To correlate the severity of these findings and how vulnerable energy infrastructures are, you must look to one of the two attacks on two US power plants being hit by malware last year. In one of the incidents a determination was made of sophisticated malware existing on two engineering workstations at a power generation facility. An employee prompted the malware discovery after asking company IT staff to inspect his USB drive, one he had routinely used for backing up control systems configurations, after experiencing issues with the drive. A PDF document release from the October through December 2012 ICS-CERT monitor report starts with this explanation going on to concur the following:

"When the IT employee inserted the drive into a computer with up-to-date antivirus software, the antivirus software produced three positive hits. Initial analysis caused particular concern when one sample was linked to known sophisticated malware. Following analysis and at the request of the customer, an onsite team was deployed to their facility where the infection occurred."

Within the October through December 2012 ICS-CERT report, there is additional information and discoveries related to virus infections at electric utility facilities. One could conclude from the report that anyone with malicious intent could locate certain devices within a utility station and attempt logon, leaving the systems vulnerable to a remote attack.

Not only are vulnerable energy infrastructures a target that stands out like a deer in headlights, but they are vulnerable to the point that their 'up-to-date' antivirus software is not sufficient for detecting and preventing attacks by new viruses or sophisticated malware attacks. Research teams, such as those from the University of Tel Aviv, have said that antivirus software may be a waste of money when it comes to new viruses. In their test conducted of 82 new malware files against 40 antivirus products, they found that none of the programs detected the files.

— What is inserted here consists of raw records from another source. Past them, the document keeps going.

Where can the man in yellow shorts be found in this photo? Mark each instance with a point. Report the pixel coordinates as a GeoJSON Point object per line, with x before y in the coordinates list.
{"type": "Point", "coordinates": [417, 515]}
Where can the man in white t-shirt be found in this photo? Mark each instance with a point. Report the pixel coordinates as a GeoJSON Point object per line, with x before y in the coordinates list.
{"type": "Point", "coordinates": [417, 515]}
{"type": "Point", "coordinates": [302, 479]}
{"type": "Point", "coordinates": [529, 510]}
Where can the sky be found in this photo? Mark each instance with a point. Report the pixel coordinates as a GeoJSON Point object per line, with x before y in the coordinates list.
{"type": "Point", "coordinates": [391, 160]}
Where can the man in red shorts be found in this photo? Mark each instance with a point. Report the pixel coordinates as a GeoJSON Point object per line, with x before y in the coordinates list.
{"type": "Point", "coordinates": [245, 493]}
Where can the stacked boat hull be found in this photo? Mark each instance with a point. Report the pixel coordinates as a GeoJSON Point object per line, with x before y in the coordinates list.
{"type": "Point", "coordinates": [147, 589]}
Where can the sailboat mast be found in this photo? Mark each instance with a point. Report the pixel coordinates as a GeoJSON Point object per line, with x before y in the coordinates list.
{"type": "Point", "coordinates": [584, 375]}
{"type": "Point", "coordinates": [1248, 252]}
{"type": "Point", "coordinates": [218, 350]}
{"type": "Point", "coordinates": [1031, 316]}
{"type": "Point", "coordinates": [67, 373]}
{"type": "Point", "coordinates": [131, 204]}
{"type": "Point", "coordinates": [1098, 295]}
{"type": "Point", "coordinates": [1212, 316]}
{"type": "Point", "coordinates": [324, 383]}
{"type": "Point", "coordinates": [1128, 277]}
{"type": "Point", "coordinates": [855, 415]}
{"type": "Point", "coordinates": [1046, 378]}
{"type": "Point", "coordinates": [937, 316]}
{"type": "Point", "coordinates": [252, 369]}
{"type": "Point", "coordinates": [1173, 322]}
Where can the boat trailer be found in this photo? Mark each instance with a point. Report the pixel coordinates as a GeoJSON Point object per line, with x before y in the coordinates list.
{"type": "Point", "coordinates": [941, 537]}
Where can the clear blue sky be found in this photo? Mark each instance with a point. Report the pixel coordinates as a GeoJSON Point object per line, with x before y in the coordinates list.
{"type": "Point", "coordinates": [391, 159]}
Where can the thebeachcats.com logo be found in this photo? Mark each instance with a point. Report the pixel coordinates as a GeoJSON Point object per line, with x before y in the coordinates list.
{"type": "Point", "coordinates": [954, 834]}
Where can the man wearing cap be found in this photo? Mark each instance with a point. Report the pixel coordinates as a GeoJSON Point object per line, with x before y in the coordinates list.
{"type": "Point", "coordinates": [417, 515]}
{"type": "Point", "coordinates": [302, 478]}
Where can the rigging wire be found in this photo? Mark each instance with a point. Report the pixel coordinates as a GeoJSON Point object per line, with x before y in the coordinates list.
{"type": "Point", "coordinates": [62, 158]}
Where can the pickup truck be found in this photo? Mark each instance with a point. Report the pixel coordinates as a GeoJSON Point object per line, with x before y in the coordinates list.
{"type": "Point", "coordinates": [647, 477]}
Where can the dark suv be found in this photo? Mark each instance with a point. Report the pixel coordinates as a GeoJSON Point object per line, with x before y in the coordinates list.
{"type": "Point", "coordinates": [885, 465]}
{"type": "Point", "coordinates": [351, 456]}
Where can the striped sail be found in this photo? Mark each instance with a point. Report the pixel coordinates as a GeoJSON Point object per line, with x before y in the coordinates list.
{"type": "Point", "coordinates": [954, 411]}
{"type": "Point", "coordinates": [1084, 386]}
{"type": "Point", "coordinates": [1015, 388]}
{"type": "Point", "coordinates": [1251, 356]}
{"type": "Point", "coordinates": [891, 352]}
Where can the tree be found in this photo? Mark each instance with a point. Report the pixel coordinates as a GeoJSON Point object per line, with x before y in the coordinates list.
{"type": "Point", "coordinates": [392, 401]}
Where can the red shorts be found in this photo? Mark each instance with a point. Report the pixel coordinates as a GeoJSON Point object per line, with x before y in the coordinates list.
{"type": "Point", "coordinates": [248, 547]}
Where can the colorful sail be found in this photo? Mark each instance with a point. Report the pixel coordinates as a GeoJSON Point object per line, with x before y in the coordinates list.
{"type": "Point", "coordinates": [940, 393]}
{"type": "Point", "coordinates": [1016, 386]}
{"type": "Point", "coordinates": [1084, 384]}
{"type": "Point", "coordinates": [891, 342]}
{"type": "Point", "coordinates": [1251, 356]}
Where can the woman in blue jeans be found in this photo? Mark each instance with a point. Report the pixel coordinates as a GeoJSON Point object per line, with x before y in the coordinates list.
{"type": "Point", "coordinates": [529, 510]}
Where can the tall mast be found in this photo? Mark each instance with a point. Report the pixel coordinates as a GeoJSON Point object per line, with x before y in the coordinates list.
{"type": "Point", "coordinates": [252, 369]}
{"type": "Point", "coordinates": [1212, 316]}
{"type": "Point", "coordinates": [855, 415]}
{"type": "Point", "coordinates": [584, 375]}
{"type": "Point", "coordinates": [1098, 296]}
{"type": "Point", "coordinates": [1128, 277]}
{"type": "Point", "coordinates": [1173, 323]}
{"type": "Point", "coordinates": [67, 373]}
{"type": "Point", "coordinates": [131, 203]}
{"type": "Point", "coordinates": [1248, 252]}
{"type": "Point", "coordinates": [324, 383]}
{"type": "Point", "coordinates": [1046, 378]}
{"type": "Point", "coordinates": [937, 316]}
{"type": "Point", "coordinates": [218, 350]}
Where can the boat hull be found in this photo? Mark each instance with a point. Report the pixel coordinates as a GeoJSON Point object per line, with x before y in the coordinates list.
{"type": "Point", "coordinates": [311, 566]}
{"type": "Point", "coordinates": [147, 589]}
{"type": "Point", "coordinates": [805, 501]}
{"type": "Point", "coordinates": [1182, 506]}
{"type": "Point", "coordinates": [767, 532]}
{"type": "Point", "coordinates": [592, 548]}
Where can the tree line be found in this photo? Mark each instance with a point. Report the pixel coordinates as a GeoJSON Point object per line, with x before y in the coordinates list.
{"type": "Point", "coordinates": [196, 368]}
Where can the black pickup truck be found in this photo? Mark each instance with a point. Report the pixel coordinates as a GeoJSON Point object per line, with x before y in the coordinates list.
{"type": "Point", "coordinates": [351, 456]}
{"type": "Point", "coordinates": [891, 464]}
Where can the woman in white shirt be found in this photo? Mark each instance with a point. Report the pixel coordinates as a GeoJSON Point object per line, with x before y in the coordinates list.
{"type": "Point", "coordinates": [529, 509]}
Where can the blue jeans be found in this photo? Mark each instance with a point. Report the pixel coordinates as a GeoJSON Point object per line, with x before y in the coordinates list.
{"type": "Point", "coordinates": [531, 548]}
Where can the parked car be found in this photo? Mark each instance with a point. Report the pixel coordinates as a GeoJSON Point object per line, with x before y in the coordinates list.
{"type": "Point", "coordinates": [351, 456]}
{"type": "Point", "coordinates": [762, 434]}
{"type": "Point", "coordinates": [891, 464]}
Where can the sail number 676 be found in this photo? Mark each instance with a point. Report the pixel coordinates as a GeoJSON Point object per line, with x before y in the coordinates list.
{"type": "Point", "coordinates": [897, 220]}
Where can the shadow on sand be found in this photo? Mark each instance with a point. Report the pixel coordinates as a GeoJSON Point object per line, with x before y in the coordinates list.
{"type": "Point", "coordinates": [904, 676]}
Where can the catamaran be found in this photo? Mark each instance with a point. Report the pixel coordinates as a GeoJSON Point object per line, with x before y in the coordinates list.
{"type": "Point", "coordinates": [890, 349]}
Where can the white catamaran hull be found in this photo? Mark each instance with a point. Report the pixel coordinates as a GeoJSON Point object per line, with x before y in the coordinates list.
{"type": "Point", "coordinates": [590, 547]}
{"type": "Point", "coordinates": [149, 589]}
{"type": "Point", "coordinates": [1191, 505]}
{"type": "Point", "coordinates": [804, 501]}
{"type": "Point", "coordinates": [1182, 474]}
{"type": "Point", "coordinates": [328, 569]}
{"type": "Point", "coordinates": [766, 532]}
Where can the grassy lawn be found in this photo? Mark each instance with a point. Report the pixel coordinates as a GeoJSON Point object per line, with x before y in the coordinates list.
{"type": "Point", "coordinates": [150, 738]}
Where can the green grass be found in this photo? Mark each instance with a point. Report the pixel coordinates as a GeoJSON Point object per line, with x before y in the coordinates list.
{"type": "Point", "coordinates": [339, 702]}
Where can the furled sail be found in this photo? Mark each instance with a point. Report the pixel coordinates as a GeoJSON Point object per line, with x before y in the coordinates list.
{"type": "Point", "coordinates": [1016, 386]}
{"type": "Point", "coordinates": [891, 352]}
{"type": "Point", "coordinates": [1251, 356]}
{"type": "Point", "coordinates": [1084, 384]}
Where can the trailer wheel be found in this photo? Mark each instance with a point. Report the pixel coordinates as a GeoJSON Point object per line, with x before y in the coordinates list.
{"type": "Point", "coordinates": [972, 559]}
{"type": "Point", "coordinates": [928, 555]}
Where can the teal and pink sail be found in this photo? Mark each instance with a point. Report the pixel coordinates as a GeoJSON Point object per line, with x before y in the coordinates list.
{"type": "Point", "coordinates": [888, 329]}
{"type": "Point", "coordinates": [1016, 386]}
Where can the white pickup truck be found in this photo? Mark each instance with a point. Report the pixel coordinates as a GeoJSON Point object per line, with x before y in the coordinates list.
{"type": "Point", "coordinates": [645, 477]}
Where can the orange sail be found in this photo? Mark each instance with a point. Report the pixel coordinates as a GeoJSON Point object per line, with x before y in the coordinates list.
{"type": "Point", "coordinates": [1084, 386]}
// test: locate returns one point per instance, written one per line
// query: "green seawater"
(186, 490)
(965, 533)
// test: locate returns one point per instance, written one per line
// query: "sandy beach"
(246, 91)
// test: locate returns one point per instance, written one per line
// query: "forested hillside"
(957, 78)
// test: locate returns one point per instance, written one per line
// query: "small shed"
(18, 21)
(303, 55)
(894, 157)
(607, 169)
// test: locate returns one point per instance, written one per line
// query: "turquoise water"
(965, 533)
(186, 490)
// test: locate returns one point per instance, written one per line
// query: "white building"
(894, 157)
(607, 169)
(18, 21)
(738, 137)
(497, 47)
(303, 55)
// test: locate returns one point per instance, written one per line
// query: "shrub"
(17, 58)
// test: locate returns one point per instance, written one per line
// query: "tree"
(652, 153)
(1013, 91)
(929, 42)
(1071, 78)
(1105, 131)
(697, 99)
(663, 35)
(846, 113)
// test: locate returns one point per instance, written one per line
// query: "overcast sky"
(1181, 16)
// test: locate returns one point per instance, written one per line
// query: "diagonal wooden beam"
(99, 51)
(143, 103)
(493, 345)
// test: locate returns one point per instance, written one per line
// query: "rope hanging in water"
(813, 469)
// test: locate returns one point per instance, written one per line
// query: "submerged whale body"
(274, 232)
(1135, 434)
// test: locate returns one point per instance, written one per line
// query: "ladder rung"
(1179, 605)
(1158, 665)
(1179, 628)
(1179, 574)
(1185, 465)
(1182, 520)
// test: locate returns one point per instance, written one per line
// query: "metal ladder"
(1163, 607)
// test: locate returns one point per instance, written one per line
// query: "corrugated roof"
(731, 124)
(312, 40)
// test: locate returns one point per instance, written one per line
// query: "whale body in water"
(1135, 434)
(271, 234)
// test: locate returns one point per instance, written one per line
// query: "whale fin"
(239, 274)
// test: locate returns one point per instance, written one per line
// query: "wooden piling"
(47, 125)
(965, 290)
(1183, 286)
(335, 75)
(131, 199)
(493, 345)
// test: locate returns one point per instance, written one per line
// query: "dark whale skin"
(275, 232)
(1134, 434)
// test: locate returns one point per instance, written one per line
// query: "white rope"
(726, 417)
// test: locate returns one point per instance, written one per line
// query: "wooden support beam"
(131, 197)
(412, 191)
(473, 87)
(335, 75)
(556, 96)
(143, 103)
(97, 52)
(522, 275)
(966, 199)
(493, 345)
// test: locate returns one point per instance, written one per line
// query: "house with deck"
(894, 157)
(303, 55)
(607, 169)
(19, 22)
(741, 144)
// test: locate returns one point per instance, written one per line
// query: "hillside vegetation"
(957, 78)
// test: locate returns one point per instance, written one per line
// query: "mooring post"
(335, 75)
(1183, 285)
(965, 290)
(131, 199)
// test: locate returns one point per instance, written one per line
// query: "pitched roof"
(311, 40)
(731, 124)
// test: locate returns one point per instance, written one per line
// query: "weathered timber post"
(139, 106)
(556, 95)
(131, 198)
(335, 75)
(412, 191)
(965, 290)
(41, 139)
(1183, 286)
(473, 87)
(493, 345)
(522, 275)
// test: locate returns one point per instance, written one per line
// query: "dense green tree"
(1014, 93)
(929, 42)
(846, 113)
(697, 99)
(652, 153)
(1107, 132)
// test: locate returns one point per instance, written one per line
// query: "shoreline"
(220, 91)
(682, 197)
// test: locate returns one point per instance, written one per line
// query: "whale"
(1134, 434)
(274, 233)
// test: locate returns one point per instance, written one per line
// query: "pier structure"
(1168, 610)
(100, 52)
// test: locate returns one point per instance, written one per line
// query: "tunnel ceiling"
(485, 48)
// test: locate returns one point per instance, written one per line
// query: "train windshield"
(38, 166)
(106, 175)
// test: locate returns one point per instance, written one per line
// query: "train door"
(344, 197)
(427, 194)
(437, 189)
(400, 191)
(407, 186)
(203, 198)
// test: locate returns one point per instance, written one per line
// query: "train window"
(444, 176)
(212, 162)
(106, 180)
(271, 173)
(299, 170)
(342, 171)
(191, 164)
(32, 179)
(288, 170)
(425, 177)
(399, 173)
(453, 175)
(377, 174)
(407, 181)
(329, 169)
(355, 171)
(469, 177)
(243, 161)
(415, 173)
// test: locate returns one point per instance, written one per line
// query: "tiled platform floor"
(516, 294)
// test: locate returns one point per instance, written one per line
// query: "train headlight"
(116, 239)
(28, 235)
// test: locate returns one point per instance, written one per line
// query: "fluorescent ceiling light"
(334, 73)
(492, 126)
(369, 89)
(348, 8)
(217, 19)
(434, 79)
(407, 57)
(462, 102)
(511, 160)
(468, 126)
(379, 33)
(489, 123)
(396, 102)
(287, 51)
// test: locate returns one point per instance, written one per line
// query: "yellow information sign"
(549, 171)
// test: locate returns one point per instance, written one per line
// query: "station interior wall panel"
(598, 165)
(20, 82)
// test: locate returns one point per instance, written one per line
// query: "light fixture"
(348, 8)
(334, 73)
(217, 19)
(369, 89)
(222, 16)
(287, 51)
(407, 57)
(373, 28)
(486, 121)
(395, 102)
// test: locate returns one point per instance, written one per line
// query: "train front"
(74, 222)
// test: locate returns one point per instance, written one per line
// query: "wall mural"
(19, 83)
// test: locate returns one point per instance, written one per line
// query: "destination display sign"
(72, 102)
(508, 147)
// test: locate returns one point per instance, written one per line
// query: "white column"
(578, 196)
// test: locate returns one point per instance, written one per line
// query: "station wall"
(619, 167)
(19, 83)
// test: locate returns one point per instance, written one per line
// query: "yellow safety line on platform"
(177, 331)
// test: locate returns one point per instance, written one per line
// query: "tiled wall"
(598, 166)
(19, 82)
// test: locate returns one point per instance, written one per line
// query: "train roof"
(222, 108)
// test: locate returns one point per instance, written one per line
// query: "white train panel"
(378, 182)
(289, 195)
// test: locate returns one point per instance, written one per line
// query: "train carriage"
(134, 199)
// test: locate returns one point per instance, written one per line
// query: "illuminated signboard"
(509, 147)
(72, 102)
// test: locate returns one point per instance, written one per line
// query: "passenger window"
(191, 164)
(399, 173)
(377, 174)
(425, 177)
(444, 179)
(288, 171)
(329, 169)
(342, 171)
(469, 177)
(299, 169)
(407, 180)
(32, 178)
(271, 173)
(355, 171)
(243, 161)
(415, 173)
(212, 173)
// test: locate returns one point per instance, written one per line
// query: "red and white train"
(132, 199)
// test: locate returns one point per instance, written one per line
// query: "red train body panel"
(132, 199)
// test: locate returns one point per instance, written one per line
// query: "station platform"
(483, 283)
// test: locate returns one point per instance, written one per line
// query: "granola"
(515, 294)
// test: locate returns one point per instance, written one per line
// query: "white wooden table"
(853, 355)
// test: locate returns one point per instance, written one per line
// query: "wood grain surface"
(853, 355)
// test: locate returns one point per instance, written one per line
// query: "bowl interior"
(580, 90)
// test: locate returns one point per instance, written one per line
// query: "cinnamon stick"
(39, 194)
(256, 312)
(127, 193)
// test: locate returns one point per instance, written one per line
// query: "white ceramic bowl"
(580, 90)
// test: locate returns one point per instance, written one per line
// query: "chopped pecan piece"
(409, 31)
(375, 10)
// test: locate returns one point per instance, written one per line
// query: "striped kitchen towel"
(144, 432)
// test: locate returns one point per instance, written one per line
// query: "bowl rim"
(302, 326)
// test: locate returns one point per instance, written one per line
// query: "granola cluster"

It goes without saying that the energy sector is a ticking time bomb waiting for the right cyber intrusion to light the fuse. If a power plant is under attack by a malware intrusion, the possibilities of a serious pandemic are almost inevitable. Just think, a hacker shuts down a power plant and it could cripple surrounding areas.

We can even look to previous incidents where the Stuxnet worm attack took place under the radar infecting an Iranian nuclear enrichment plant's control systems in addition to 14 other plants mostly in Germany. At the time authorities and security experts were unaware of who conducted the attack and the initial severity. This goes to show that the energy sector deserves to be scrutinized for their security protection efforts even if they 'think' they are well shielded.